Let us face it sincerely, how many politicians do we know that can truly say that he or she has been above aboard in the process of getting to office and in the mode of managing power once in office? There are currently 36 Governors in Nigeria and there are three senators from each state of the federation plus one from Abuja. Can anyone of them honestly say they got into power without bribing delegates or giving gifts to some party stalwarts. I know some politicians that have tried not to bribe or give gifts. I also know that the CV and profiles of such politicians reads “aspirants” not “elected” today.
Abubakar Malami has already denied doing so, but does the fact that others give and bribe justify Malami doing the same? No, not one bit and that is not the case here. The point here is that rather than calling out the individual we need to look at the system. The problem we have and the point we need to spend energy and intellect on is understanding and changing a system that demands and condones corruption. We need to find a way to destroy and reset a system that causes and allows a few people who are politicians to spend in a season what most people who are citizens can only dream of having in a life time.
Think about it, these rich politicians are spending so much money in order to serve poor citizens. What do we call that? Irony or paradox? Who are these delegates that politicians have to bribe and pay anyway? We know they decide who bears party flags but how qualified are they? What is their claim to being king maker for their parties and indirectly but essentially for the country? What is their stake in the party and in the country? Are they tax payers? Do we have proof that they have paid party dues? What do they believe in? How much do they care about the integrity of the system they are delegate to manage? Political parties are selling their expression of interest and nomination forms at astronomical fees and people are cringing.
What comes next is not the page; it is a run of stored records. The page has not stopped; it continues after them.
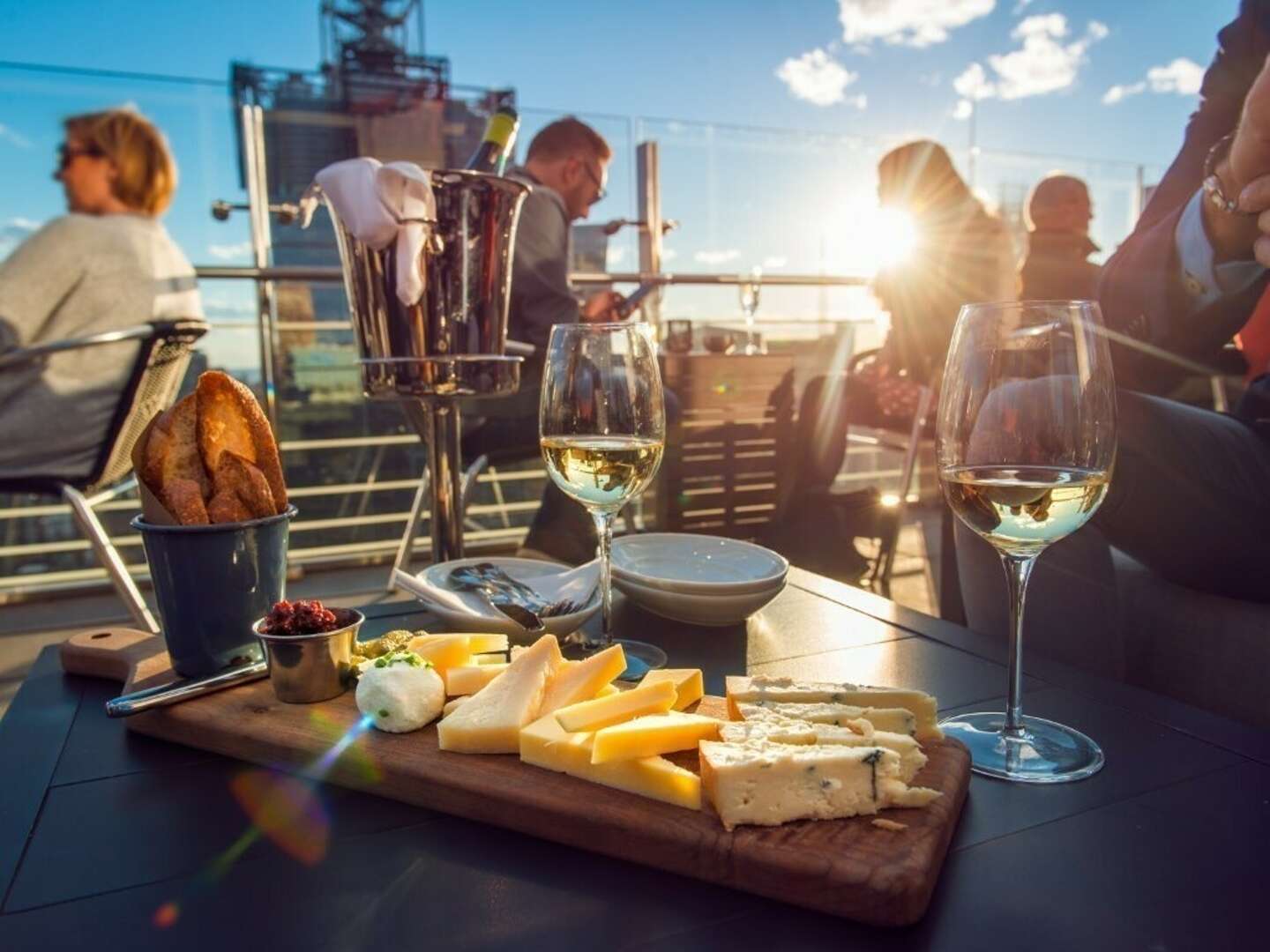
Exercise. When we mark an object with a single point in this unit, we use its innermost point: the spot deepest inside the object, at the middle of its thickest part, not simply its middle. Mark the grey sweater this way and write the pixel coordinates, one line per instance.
(80, 274)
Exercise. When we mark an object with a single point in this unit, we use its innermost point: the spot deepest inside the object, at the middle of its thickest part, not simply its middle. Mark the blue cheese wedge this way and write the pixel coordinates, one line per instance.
(897, 720)
(767, 689)
(781, 730)
(767, 785)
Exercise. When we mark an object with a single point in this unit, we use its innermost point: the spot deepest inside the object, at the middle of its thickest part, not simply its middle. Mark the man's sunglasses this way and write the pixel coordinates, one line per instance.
(601, 192)
(66, 153)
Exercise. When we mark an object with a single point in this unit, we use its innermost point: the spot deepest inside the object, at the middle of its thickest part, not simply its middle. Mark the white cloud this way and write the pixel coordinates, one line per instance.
(230, 251)
(730, 254)
(907, 22)
(817, 78)
(13, 138)
(1181, 77)
(1045, 63)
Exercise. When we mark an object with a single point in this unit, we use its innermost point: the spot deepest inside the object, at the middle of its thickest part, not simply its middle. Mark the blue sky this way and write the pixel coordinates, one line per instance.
(1036, 71)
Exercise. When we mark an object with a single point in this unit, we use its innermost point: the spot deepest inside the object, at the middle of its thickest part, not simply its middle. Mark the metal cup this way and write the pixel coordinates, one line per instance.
(309, 668)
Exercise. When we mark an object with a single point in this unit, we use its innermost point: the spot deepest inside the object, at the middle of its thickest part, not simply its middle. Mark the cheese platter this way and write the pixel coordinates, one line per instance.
(721, 790)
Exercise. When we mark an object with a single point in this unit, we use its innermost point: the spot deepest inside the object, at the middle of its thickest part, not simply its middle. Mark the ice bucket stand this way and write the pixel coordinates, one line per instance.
(451, 344)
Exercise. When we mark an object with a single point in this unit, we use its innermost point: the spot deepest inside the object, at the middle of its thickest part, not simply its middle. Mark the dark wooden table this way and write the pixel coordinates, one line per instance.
(113, 841)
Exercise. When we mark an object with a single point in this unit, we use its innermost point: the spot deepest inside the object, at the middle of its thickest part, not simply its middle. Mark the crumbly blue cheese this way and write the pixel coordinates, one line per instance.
(764, 688)
(897, 720)
(782, 730)
(767, 784)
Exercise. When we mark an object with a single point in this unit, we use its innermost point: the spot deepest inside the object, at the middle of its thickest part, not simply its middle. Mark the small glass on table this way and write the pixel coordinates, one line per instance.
(1025, 450)
(602, 430)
Beyond the understandable righteous indignation provoked by these obscene fees maybe we should insist that anyone that buys a party nomination form or donate towards the buying of party nomination form should not only declare the source of their income, submit mode of payment and donations but also provide up to date proof of tax payment. With the state of our education system: on one side, we have ASUU on strike because they want money, and student unrest on the other side because they want to study, I have a proposal and request for the attention of the chairmen of political parties: Please be kind enough to donate some of the money you are getting from sales of forms to ASUU. You can call it Corporate Social Responsibility. It should not cost you too much given that after the first aspirant has bought his or her form, every other form is pure profit.